The most effective treatment to prevent recurrence of intraosseous hemangiomas is complete surgical resection [1, 3–5]. Other therapeutic options include sclerotherapy and embolization. Sclerotherapy and embolization are used for palliative care. As surgery revealed a solid mass at the level of the middle turbinate, suggesting the presence of a tumor, mass excision including a portion of the middle turbinate was performed. We think that preoperative embolization is not necessary when complete surgical resection could be performed because, on the basis of our experience and several other reports, no significant bleeding occurs during the operation [1, 3–6].
In summary, intraosseous hemangioma of the nasal cavity is an extremely rare disease that is difficult to diagnose without a biopsy. Therefore, it may be necessary to consider a differential diagnosis for intraosseous hemangiomas in the presence of a polyp-like lesion.
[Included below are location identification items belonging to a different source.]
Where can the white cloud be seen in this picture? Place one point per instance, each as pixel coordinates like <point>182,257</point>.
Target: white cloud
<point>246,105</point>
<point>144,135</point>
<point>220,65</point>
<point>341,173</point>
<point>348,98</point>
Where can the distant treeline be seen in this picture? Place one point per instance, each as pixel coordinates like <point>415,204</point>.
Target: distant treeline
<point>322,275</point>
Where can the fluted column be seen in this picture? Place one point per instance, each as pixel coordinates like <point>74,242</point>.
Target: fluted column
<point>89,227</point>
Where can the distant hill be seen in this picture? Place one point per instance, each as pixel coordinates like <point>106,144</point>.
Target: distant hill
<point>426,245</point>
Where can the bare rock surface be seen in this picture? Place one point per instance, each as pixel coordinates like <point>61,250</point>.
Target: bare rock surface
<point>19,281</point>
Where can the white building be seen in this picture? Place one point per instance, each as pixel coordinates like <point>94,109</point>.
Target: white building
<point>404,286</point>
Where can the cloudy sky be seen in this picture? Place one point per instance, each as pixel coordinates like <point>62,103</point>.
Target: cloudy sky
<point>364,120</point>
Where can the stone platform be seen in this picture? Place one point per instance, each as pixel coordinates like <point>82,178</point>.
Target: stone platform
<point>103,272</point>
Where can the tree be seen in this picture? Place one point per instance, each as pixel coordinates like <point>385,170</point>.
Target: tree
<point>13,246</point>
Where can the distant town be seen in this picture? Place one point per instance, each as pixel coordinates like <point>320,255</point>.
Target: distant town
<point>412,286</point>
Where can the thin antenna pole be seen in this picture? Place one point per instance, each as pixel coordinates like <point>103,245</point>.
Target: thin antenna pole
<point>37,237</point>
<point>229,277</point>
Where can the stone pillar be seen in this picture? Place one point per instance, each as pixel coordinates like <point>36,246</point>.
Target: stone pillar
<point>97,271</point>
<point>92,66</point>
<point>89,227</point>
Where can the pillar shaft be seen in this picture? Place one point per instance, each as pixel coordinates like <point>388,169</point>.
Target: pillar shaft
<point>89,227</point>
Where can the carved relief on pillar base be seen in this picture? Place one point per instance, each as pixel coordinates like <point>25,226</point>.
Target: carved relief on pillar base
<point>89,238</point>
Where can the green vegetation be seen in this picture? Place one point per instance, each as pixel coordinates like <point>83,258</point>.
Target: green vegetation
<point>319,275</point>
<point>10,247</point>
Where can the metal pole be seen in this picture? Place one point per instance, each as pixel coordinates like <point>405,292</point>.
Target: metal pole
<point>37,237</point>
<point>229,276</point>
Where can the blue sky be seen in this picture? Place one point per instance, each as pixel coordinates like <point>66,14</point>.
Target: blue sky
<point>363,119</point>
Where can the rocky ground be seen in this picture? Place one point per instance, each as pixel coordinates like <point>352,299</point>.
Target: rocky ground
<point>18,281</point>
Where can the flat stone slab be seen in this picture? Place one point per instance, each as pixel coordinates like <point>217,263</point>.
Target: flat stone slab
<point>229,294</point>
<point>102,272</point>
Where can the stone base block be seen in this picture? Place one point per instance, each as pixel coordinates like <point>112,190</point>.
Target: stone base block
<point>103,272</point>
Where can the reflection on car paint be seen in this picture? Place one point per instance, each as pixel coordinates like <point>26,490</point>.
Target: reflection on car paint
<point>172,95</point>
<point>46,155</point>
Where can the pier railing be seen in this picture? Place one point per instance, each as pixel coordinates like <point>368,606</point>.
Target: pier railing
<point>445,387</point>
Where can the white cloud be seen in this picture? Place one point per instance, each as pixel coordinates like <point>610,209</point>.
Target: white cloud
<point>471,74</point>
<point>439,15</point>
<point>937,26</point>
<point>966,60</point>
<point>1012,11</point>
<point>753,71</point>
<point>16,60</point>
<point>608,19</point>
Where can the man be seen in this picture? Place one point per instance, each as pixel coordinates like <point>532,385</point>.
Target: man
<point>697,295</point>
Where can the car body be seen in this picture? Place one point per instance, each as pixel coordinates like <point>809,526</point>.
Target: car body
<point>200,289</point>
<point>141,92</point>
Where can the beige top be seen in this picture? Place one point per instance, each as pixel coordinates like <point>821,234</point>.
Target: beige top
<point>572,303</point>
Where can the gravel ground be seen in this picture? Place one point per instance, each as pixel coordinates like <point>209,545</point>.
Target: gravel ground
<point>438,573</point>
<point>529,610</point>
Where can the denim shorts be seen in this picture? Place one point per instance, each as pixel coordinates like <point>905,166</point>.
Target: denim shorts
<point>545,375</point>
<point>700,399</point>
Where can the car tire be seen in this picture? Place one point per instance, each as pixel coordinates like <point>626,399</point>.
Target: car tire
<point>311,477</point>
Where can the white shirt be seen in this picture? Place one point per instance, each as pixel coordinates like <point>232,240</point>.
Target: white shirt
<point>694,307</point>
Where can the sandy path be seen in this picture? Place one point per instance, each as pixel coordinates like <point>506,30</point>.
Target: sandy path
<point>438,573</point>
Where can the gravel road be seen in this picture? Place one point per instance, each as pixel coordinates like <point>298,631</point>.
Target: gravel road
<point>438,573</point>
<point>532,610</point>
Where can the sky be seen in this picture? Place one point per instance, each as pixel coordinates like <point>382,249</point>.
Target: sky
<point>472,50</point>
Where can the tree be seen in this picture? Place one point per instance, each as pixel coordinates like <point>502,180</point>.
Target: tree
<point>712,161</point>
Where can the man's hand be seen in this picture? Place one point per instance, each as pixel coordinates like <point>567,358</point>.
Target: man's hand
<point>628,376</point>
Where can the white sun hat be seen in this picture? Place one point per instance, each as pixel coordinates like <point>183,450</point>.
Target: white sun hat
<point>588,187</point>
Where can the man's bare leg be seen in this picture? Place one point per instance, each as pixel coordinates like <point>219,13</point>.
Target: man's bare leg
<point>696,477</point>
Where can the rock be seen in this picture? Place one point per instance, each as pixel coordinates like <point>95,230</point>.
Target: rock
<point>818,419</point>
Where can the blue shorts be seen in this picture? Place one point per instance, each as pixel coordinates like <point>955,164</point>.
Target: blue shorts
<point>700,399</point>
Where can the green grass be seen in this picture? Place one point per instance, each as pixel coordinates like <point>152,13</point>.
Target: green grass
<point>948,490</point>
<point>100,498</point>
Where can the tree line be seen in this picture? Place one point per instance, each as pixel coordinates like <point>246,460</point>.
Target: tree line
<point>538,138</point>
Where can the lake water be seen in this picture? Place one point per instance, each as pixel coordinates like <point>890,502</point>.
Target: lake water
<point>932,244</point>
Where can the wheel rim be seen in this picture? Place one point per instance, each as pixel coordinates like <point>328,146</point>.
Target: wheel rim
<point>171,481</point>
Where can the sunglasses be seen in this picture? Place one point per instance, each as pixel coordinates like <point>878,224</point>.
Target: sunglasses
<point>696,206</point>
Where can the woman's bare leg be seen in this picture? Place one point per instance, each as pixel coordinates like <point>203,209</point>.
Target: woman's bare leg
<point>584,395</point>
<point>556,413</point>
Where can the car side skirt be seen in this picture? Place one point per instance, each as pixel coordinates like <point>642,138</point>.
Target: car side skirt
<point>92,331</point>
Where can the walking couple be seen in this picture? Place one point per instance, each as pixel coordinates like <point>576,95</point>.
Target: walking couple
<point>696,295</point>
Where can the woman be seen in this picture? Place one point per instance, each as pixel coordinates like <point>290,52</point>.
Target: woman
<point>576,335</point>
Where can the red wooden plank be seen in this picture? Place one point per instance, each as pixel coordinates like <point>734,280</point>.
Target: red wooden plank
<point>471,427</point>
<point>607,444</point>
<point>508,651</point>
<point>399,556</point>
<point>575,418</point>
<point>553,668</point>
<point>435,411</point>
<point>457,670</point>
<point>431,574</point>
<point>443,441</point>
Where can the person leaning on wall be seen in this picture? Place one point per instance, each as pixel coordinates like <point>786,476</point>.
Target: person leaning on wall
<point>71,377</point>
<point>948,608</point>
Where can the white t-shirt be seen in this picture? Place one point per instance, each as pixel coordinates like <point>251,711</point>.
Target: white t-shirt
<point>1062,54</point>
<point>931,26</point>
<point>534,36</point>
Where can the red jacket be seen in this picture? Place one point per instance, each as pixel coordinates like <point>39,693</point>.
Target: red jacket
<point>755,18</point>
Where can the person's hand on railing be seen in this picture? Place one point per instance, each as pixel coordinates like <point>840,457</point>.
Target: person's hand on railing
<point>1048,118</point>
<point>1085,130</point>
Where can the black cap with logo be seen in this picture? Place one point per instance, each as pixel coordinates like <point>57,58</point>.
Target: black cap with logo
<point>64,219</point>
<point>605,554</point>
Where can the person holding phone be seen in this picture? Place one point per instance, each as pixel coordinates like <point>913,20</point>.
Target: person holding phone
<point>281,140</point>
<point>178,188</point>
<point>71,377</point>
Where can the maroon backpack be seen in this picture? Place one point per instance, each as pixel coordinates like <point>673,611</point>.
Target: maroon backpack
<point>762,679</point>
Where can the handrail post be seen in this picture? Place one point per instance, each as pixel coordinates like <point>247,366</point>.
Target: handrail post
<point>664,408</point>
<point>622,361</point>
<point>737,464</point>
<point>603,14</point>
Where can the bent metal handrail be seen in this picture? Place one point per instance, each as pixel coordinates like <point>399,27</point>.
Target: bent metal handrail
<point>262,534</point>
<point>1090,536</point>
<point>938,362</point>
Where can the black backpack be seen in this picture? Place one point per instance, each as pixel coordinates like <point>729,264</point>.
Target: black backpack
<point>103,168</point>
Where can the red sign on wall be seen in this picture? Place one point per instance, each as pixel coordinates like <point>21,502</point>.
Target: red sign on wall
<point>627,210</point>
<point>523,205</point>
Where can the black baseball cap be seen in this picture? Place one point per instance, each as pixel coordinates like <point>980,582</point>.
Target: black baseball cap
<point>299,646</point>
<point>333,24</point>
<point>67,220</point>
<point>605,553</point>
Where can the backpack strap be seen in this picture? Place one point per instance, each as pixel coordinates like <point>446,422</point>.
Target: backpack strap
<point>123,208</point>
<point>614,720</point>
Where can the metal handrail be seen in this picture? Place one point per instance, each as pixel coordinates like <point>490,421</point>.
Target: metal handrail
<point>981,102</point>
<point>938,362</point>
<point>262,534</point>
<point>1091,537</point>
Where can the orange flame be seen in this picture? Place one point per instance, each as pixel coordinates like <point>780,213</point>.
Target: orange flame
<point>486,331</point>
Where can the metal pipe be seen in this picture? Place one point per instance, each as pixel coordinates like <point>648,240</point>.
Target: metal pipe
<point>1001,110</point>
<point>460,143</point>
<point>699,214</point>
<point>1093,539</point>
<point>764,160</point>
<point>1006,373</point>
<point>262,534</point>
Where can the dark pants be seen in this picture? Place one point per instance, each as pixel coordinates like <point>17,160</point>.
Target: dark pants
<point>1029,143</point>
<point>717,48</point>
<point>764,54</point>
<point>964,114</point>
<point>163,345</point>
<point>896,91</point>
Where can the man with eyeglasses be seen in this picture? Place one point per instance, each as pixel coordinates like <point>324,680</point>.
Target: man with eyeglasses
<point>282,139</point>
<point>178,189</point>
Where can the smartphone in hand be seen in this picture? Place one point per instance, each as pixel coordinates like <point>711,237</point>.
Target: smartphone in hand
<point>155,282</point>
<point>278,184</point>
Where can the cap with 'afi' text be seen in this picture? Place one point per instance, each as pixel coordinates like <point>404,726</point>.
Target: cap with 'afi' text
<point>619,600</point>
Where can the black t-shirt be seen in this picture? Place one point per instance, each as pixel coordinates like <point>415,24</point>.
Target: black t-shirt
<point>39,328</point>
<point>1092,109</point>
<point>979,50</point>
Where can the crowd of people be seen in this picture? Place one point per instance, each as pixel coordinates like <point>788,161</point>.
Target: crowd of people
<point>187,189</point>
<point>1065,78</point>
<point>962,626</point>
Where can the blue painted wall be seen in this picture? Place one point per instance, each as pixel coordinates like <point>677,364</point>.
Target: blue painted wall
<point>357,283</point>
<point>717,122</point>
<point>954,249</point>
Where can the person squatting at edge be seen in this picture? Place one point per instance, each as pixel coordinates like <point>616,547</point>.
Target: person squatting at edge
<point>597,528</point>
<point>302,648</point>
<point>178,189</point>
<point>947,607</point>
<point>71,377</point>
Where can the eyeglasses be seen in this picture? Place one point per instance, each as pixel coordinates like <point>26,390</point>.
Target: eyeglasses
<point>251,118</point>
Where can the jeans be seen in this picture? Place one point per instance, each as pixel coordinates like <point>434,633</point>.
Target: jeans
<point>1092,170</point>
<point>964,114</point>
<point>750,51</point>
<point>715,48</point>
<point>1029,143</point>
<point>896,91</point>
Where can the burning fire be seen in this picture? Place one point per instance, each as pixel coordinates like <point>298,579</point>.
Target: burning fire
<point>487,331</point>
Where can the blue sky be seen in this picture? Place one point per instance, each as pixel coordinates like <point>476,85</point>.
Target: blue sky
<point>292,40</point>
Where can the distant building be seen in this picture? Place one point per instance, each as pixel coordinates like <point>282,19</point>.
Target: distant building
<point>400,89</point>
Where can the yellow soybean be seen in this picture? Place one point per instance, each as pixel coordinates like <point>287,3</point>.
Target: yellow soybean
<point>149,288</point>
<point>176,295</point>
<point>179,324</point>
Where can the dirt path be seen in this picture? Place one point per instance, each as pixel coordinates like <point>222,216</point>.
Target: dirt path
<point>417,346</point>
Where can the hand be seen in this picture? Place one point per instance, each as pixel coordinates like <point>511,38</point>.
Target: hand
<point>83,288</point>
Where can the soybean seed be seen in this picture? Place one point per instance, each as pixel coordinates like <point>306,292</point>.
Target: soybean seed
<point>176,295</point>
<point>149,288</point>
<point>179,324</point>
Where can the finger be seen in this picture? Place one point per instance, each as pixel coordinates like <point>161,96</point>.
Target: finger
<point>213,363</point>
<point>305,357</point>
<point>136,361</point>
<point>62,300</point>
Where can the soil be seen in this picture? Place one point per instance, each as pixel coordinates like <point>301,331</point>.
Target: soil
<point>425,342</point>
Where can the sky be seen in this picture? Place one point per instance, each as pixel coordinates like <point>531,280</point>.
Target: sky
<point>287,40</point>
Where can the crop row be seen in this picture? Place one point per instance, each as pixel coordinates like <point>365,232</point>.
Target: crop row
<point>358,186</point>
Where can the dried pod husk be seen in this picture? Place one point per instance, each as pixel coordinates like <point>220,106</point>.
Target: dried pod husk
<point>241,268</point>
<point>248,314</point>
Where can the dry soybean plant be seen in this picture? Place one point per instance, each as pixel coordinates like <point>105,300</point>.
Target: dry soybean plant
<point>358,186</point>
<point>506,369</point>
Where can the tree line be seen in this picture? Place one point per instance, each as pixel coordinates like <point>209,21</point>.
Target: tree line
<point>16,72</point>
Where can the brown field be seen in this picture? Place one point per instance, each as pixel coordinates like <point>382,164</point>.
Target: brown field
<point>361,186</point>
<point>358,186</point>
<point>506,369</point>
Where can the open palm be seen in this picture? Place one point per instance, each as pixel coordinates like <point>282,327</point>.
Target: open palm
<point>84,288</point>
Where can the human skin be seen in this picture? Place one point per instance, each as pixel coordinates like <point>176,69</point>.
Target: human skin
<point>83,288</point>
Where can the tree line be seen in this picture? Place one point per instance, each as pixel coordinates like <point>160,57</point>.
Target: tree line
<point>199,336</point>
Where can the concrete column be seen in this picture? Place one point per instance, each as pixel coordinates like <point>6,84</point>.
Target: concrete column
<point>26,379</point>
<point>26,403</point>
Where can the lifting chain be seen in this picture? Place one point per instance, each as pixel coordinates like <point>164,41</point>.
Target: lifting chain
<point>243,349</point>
The typical histological and radiologic characteristics of intraosseous hemangiomas of the nasal cavity will be helpful to make the appropriate diagnosis and effectively manage the condition. Intraosseous hemangiomas arising from the middle turbinate can be excised completely through an endoscopic endonasal approach without the risk of any complications.
Conflict of Interests
The authors declare that there is no conflict of interests regarding the publication of this paper.